The
tit-for-tat move potentially gives Chinese negotiators leverage
in talks with the EU on reducing or eliminating the tariffs of
up to 35.3% on Chinese EVs, which would take effect at the end
of this month.
The brandy tariffs are provisional and require importers to make
a deposit with the Chinese customs agency for the amount of the
tariff, starting Friday.
The announcement followed a preliminary finding by China's
Commerce Ministry in late August that European brandy was being
dumped in China, threatening “substantial damage” to domestic
producers.
China has opened a series of anti-dumping investigations into
European brandy, pork and dairy products as a now year-old EU
investigation into Chinese EV exports has progressed through
various stages.
The brandy probe was the first and targeted mainly French makers
of cognac and similar spirits such as Armagnac. France has
supported the investigation into Chinese-made EVs, while
Germany, whose automakers fear retaliation in the Chinese
market, has opposed it.
China is studying whether to raise tariffs on imported cars with
large engines, a Commerce Ministry spokesperson confirmed
Tuesday in an online report from state broadcaster CCTV.
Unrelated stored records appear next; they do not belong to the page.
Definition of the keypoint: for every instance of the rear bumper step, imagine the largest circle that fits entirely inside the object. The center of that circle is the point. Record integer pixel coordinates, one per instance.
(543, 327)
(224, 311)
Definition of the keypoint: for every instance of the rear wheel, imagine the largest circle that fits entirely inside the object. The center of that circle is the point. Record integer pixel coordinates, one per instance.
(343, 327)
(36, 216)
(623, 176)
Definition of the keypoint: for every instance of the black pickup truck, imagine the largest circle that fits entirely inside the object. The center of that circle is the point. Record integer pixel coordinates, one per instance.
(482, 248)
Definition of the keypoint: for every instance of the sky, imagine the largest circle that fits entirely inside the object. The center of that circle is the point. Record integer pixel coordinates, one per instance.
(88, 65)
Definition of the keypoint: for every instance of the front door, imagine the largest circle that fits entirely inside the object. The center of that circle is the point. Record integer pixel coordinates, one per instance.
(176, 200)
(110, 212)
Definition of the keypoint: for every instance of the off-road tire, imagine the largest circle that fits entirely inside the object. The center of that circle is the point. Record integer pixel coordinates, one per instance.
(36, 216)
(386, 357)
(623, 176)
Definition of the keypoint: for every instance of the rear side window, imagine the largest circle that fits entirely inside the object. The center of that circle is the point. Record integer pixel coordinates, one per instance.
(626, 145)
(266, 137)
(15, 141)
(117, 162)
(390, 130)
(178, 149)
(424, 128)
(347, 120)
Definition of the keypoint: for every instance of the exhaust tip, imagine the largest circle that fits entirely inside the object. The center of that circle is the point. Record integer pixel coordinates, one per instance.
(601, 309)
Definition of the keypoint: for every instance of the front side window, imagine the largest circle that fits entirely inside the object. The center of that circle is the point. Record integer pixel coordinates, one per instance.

The provisional tariffs on brandy vary by brand, similar to the
EU duties on electric cars made in China. For example, Martell
products face a 30.6% tariff versus 38.1% for Remy Martin and
39% for Hennessey. The tariffs are being imposed on dozens of
companies, including some Spanish makers.
French President Emmanuel Macron presented Chinese leader Xi
Jinping with two bottles of cognac when the two exchanged gifts
during Xi's state visit to France in May.